Ouf! Qu’il est grand et beau ce navire. Comme nous en ferons le tour demain lors de notre journée en mer, nous vous décrirons en long et en large l’intérieur de ce magnifique navire.
Une fois à bord, nos voyageurs en ont profité pour prendre un bon dîner à l’Ocean Café où il y en a pour tous les goûts. Un immense buffet pour satisfaire les plus difficiles. Puis on en profite pour se reposer car un souper de groupe un peu spécial nous attend.

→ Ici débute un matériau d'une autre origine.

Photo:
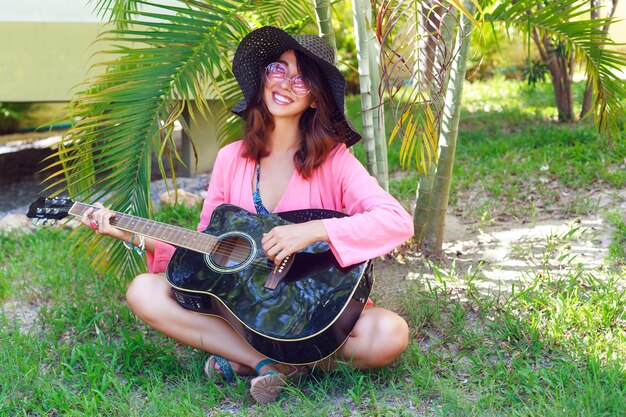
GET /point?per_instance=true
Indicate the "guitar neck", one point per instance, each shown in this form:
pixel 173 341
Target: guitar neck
pixel 174 235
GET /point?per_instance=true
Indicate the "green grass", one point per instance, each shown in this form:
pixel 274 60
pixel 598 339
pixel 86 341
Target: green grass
pixel 555 346
pixel 513 159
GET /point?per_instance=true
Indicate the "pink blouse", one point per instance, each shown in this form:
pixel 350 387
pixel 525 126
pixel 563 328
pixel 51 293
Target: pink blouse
pixel 377 222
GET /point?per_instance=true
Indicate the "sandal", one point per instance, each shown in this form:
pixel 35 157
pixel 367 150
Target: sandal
pixel 266 387
pixel 227 374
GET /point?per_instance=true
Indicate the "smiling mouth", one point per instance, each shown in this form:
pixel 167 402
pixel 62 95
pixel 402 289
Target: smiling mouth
pixel 280 99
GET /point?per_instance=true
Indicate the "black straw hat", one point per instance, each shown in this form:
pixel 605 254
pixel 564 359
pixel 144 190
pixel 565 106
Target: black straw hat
pixel 261 46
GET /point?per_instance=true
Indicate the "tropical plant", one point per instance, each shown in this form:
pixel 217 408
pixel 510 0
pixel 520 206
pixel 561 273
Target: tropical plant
pixel 565 36
pixel 559 20
pixel 164 59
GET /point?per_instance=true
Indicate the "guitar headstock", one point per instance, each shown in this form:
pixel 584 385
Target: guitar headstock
pixel 49 210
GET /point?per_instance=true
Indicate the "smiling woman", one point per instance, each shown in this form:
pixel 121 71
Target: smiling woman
pixel 290 221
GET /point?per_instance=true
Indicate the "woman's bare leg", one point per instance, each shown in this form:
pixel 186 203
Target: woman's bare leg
pixel 150 297
pixel 378 337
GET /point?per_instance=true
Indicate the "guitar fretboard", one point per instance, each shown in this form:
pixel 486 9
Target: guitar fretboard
pixel 177 236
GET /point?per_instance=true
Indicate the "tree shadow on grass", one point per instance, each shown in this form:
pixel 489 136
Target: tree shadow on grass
pixel 555 347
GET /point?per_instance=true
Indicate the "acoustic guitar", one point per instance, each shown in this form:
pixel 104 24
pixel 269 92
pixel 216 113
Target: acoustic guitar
pixel 298 312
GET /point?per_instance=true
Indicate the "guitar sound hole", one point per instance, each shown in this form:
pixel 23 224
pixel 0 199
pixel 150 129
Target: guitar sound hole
pixel 231 251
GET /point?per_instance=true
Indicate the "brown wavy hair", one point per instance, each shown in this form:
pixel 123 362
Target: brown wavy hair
pixel 316 124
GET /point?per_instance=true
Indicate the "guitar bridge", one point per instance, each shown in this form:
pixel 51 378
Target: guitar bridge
pixel 279 272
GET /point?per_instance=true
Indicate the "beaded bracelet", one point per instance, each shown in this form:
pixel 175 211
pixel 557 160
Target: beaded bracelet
pixel 141 249
pixel 129 244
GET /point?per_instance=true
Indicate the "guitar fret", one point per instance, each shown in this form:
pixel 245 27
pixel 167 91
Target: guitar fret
pixel 174 235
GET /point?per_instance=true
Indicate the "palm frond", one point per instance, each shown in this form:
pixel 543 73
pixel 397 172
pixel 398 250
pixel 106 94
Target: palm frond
pixel 166 58
pixel 418 48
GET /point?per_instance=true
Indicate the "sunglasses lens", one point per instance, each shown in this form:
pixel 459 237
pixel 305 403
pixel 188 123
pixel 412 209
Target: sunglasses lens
pixel 276 74
pixel 300 86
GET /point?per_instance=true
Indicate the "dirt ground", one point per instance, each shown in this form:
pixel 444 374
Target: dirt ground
pixel 504 252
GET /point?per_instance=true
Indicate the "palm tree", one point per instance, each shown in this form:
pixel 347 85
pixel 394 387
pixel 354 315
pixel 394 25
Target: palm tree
pixel 163 61
pixel 420 114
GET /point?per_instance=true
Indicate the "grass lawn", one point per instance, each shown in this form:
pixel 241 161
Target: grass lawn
pixel 552 345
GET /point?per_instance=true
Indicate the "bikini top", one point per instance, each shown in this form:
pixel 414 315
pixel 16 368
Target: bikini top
pixel 256 195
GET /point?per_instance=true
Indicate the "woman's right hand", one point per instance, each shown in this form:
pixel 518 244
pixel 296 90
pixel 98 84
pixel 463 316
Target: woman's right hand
pixel 99 220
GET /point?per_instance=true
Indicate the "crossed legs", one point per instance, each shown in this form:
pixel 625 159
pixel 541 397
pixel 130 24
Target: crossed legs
pixel 378 337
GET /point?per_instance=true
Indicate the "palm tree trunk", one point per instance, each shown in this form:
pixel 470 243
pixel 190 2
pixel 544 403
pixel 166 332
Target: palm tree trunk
pixel 426 183
pixel 432 228
pixel 365 85
pixel 378 114
pixel 325 22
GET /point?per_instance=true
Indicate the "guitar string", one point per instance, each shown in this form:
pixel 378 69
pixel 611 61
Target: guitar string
pixel 229 249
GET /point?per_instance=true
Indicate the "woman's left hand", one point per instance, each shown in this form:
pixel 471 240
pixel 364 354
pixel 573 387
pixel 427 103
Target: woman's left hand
pixel 282 241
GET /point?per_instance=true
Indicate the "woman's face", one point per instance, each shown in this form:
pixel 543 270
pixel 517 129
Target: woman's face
pixel 279 98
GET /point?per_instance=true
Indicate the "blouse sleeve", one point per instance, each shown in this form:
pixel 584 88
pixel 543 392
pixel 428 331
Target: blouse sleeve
pixel 377 222
pixel 158 260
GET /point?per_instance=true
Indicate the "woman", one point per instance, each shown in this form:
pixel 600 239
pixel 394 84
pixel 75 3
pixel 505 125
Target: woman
pixel 294 155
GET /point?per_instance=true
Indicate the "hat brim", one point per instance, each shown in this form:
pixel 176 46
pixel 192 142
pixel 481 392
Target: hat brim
pixel 262 46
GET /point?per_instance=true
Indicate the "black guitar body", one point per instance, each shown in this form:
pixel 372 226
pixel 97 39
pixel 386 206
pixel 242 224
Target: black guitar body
pixel 309 314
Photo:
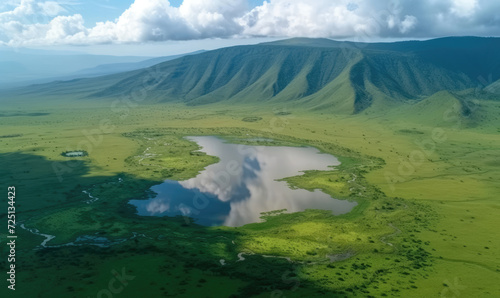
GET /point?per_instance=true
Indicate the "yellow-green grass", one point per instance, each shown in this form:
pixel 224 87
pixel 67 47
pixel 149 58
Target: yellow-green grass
pixel 456 184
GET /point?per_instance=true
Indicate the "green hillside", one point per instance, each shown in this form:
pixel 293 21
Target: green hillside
pixel 313 74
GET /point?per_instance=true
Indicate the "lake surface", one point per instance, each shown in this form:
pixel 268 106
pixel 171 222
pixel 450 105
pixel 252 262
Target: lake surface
pixel 234 191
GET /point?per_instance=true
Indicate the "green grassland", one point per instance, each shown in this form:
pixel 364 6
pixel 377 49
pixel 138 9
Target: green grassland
pixel 425 224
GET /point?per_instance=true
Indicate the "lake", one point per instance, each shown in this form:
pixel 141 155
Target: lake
pixel 234 191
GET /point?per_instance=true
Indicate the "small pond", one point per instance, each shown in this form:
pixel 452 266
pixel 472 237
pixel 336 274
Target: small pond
pixel 234 191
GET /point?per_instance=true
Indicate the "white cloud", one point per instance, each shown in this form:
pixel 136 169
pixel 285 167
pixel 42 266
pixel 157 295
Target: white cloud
pixel 47 22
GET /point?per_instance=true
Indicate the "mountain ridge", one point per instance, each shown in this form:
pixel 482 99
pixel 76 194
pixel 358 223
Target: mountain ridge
pixel 341 77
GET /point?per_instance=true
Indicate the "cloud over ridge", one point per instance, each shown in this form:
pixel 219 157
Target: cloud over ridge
pixel 49 22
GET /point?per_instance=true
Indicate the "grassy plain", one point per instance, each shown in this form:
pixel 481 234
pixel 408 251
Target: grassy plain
pixel 425 224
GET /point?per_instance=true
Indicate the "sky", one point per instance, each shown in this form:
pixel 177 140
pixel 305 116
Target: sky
pixel 170 27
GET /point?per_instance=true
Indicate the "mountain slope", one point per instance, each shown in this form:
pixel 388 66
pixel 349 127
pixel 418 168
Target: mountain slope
pixel 316 74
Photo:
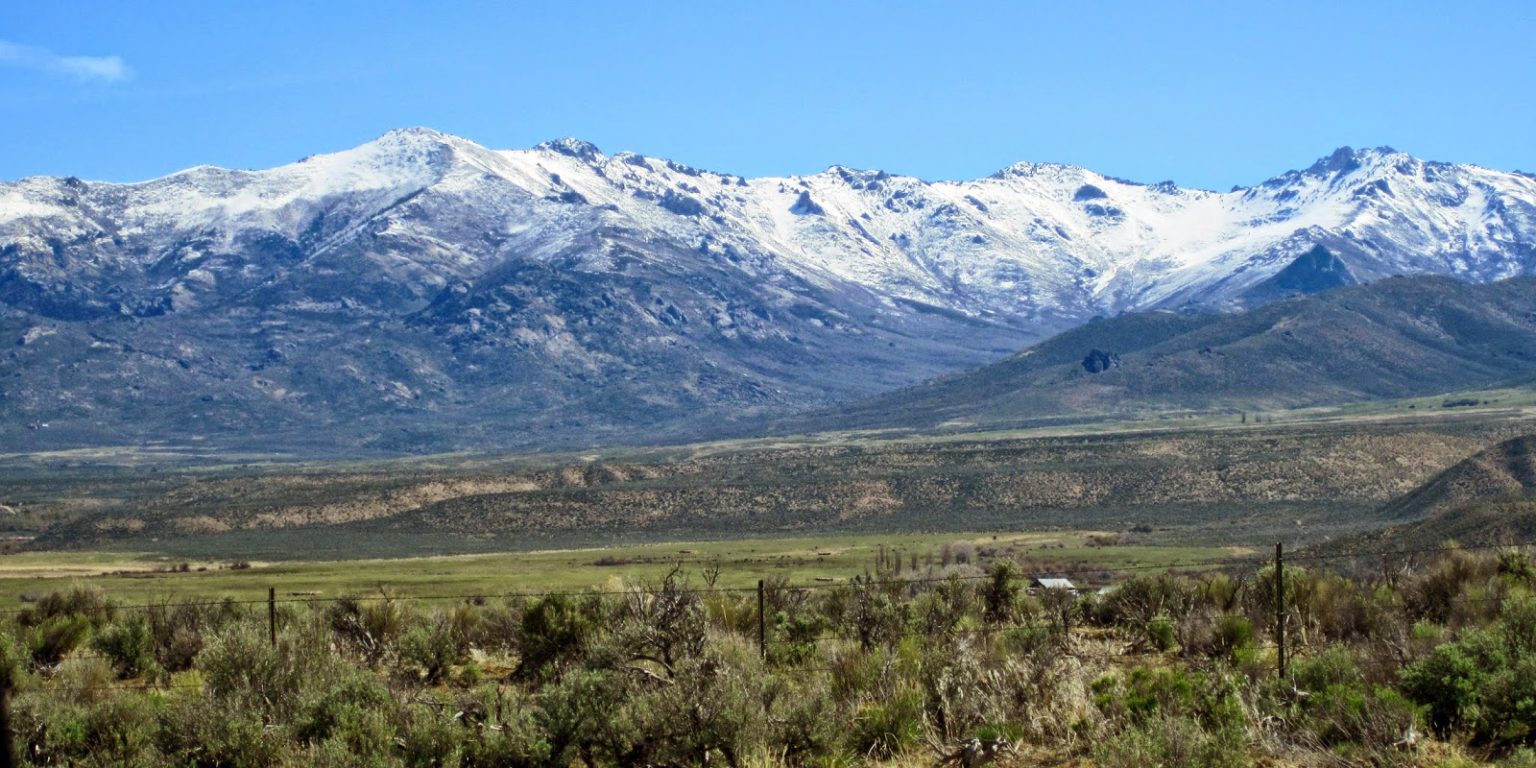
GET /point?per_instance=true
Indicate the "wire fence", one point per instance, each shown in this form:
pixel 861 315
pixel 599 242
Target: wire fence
pixel 885 582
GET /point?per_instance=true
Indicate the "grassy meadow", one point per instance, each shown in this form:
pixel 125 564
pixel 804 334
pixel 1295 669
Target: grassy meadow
pixel 810 559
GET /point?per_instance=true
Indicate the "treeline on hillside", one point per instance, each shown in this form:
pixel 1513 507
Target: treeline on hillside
pixel 1389 665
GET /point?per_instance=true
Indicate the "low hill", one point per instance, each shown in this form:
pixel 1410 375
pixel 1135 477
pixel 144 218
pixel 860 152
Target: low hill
pixel 1392 338
pixel 1484 499
pixel 1501 472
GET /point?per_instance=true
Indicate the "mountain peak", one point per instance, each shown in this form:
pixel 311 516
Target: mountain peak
pixel 572 146
pixel 1347 158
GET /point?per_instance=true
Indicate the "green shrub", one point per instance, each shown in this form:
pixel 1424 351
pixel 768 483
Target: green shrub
pixel 128 645
pixel 888 727
pixel 52 638
pixel 553 632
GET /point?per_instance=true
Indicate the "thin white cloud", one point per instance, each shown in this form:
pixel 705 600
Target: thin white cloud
pixel 85 68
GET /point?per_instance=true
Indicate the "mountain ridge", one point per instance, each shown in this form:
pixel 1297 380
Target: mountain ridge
pixel 561 295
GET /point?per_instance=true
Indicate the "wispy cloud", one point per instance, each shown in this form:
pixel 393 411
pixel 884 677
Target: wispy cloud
pixel 85 68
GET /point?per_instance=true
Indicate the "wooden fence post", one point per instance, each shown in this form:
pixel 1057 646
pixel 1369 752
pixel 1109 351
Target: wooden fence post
pixel 762 621
pixel 1280 609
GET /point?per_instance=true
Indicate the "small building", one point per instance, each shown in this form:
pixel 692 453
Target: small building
pixel 1052 584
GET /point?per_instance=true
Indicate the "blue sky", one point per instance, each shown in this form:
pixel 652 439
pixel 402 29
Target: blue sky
pixel 1206 94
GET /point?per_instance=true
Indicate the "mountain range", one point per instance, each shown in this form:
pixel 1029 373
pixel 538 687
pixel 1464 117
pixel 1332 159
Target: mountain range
pixel 421 292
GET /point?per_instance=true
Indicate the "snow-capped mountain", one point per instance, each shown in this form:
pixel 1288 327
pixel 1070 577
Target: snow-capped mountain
pixel 567 291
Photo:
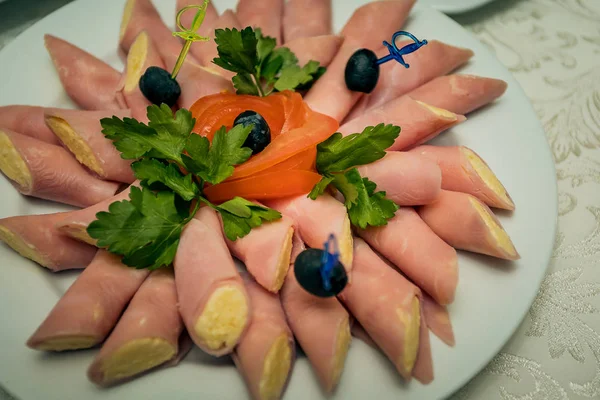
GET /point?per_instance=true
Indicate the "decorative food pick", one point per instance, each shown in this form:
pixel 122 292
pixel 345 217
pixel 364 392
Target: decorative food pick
pixel 362 70
pixel 320 272
pixel 158 85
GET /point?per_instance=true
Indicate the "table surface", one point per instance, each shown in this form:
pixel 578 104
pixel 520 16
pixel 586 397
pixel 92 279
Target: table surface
pixel 552 47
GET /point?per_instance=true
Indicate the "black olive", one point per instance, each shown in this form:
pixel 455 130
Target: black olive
pixel 307 270
pixel 362 71
pixel 159 87
pixel 260 136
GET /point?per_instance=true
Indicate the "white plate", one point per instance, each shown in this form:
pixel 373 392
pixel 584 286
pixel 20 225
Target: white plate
pixel 455 6
pixel 493 296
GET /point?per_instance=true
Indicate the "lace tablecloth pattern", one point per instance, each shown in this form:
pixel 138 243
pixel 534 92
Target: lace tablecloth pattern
pixel 552 47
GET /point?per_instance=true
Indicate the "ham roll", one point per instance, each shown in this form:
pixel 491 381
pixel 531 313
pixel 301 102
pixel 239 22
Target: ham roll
pixel 406 179
pixel 395 80
pixel 419 121
pixel 28 121
pixel 46 171
pixel 90 82
pixel 321 326
pixel 81 133
pixel 266 252
pixel 463 170
pixel 466 223
pixel 212 299
pixel 418 252
pixel 145 337
pixel 266 352
pixel 89 310
pixel 460 94
pixel 306 18
pixel 36 238
pixel 264 14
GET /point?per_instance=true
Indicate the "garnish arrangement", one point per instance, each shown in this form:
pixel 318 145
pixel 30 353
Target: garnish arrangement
pixel 238 151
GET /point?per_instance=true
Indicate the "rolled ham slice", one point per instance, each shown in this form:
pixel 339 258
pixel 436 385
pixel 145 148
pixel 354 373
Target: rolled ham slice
pixel 367 28
pixel 264 14
pixel 141 15
pixel 266 252
pixel 36 238
pixel 419 121
pixel 387 306
pixel 266 352
pixel 317 219
pixel 321 326
pixel 438 320
pixel 418 252
pixel 81 133
pixel 90 82
pixel 145 337
pixel 142 55
pixel 406 179
pixel 466 223
pixel 89 310
pixel 212 299
pixel 46 171
pixel 460 94
pixel 429 62
pixel 306 18
pixel 318 48
pixel 27 120
pixel 74 224
pixel 463 170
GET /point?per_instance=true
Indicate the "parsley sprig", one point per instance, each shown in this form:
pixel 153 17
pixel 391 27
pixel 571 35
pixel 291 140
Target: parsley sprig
pixel 260 67
pixel 337 159
pixel 173 165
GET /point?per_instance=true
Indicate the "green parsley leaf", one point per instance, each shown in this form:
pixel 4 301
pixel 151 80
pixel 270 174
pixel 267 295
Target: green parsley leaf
pixel 240 216
pixel 151 171
pixel 237 50
pixel 215 163
pixel 145 230
pixel 337 153
pixel 369 208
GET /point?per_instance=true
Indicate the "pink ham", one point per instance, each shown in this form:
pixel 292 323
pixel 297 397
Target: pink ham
pixel 406 179
pixel 367 28
pixel 438 320
pixel 266 252
pixel 464 171
pixel 418 252
pixel 321 326
pixel 460 94
pixel 466 223
pixel 145 337
pixel 75 223
pixel 266 352
pixel 306 18
pixel 142 55
pixel 46 171
pixel 27 120
pixel 90 83
pixel 429 62
pixel 316 219
pixel 88 311
pixel 420 122
pixel 81 133
pixel 212 299
pixel 35 237
pixel 141 15
pixel 318 48
pixel 264 14
pixel 387 306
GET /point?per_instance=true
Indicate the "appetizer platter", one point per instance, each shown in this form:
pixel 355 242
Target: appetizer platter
pixel 361 180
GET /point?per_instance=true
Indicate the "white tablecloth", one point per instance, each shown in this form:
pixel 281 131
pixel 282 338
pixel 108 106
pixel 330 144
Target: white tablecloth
pixel 553 49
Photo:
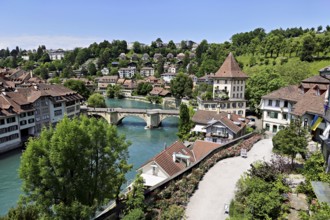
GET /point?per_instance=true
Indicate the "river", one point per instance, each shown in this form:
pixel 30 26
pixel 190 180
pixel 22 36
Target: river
pixel 145 145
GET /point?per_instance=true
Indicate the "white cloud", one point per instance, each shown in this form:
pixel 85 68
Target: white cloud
pixel 51 42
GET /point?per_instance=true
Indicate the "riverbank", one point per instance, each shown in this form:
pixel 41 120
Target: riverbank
pixel 145 145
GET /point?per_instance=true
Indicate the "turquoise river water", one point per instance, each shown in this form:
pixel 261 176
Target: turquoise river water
pixel 145 144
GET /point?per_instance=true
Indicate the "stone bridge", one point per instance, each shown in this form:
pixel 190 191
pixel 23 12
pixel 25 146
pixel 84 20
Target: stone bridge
pixel 153 117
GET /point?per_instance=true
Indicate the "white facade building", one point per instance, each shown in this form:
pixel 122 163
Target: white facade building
pixel 126 72
pixel 228 89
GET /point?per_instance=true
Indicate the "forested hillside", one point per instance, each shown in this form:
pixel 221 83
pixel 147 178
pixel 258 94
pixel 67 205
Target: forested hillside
pixel 272 60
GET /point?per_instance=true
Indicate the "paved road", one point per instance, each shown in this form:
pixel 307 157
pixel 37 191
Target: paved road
pixel 218 185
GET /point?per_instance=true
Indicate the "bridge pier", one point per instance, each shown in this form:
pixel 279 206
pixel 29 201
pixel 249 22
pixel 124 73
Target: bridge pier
pixel 152 117
pixel 153 120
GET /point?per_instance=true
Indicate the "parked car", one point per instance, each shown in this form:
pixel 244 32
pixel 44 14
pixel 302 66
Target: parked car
pixel 252 121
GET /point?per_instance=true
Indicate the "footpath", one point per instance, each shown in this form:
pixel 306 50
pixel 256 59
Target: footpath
pixel 217 187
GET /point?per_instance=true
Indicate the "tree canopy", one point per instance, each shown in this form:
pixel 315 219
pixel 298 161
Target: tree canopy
pixel 70 171
pixel 96 100
pixel 181 86
pixel 185 123
pixel 291 140
pixel 78 86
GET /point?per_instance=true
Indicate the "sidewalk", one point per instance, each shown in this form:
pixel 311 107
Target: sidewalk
pixel 218 185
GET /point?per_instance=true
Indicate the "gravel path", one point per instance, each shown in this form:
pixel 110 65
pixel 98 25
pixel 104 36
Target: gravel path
pixel 218 185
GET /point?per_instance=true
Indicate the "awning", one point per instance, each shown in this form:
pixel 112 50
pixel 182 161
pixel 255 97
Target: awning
pixel 199 128
pixel 151 180
pixel 322 191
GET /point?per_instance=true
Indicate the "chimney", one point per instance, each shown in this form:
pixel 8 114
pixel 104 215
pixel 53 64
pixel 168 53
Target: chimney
pixel 174 157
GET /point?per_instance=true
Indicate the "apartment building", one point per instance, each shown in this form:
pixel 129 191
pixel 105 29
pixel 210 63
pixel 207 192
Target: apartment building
pixel 127 72
pixel 305 101
pixel 24 112
pixel 228 89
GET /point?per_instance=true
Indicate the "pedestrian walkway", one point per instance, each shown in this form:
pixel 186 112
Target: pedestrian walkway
pixel 217 188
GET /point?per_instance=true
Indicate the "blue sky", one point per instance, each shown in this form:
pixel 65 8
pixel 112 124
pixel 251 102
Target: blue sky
pixel 72 23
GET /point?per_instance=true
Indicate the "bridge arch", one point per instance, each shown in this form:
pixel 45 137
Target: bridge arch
pixel 100 115
pixel 120 119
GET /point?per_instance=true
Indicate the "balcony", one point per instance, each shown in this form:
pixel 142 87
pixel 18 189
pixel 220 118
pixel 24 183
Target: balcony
pixel 217 134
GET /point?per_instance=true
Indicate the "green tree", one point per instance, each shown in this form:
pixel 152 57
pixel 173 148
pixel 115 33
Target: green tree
pixel 114 91
pixel 78 86
pixel 70 171
pixel 293 72
pixel 173 212
pixel 185 123
pixel 96 100
pixel 21 211
pixel 137 47
pixel 135 197
pixel 291 140
pixel 181 86
pixel 135 214
pixel 144 88
pixel 308 48
pixel 91 68
pixel 171 45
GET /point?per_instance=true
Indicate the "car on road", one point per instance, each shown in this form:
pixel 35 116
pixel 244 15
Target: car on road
pixel 252 121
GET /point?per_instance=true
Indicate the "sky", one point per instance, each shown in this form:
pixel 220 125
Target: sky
pixel 68 24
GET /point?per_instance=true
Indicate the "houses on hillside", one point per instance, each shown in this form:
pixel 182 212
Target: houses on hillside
pixel 228 89
pixel 219 127
pixel 25 111
pixel 305 101
pixel 174 159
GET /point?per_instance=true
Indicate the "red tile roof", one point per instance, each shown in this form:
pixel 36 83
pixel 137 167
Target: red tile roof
pixel 204 116
pixel 165 158
pixel 201 148
pixel 230 69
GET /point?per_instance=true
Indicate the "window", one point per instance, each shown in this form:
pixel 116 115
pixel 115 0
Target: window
pixel 305 123
pixel 57 105
pixel 11 120
pixel 12 128
pixel 285 104
pixel 3 130
pixel 274 128
pixel 285 116
pixel 267 127
pixel 272 114
pixel 277 104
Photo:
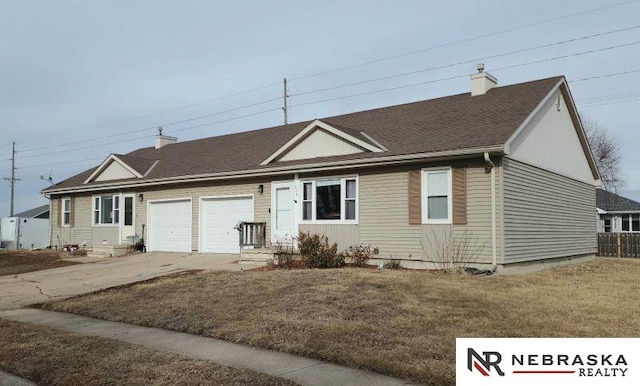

En effet, madame Drouin nous offre une expérience gastronomique du « petit Chef »: une fusion entre divertissement multimédia et, un événement gastronomique, un WOW quoi! Imaginez une bande dessinée dans votre assiette représentant les quatre services avec le petit chef qui nous présente ses ingrédients en les comparant aux œuvres des grands peintres puis les dépose dans votre assiette. Un service et des mets 5 fourchettes. Vous avez regardé les photos en premier, avant de lire le texte, avouez? Vous avez pensé à une erreur? Un mélange de photos de Walt Disney? Non, non, vous avez bien vu. Les photos démontrent bien notre expérience fusion entre la gastronomie et le multimédia n'est-ce pas? Un repas et soirée mémorable. La plupart des voyageurs pensait à leurs petits enfants qui auraient les yeux grands ouverts s'ils avaient été à leur côté.
Pour vous donner une idée technique de l'expérience que nous avons vécu, ce sont des artistes de renommée mondiale de qui ont atteint un véritable sommet dans leur forme d'art d'animation de table 3D personnalisée. Cette expérience culinaire a été magnifiquement chorégraphiée avec un menu élégant créé par un chef étoilé Michelin. Le Petit Chef représente un événement gastronomique des plus uniques au monde. Il faut le vivre pour le croire. La présentation donnait vie au plateau de table dans une fusion fantastique de divertissement et de restauration. On classe cette réalisation technique comme une innovation éloquente...et avec raison. Ah, merci madame Drouin, vous nous avez eu par les sens …et le ventre!
La plupart des visiteurs ont profité d’un dernier verre tous ensemble. C'est la panse bien remplie que nous vous disons bonne nuit!
À demain…mais pas trop tôt car c’est notre ‘’première journée de congé’’ et en plus, nous avons la chance de reculer nos montres d’une heure ce soir.
Ah Sydney quelle ville splendide!
Lucie
Photos Lucie et Josée
Notes
Je vous ai déjà parlé plus haut du Capitaine Cook. Savez-vous qu’il fut un des seuls capitaines dont l’équipage n’a pas eu le scorbut? Il avait, dit-on, un immense succès en matière de maîtrise sanitaire grâce aux grandes quantités de citrons et de choucroute embarqués à bord de ses navires. Aucun homme ne périt du scorbut. Bravo capitaine!
Qui était le mari de madame Macquarie cité plus haut? Ce grand homme a voulu redorer le statut de ces prisonniers et faire de l'Australie, une nation fière et libre. Ces mêmes prisonniers ont édifié un hôpital et des casernes (Hyde Parks Barraks) qui offrit de meilleures conditions d'hygiène à leurs prédécesseurs malades. Macquarie poursuivi ses réalisations avec une école et.... établi une monnaie propre à l'Australie. C'est à monsieur Francis Greenway, architecte au Royaume Uni, qui a fait faillite, et en 1812 plaida coupable, "sur les conseils de ses amis", de faux en écriture et est condamné à mort, sentence ensuite commuée en 14 ans de déportation... en Australie, que nous devons ces magnifiques bâtiments. Quel homme visionnaire et humaniste ce monsieur Macquarie, merci d'avoir fait confiance et honorer ces prisonniers!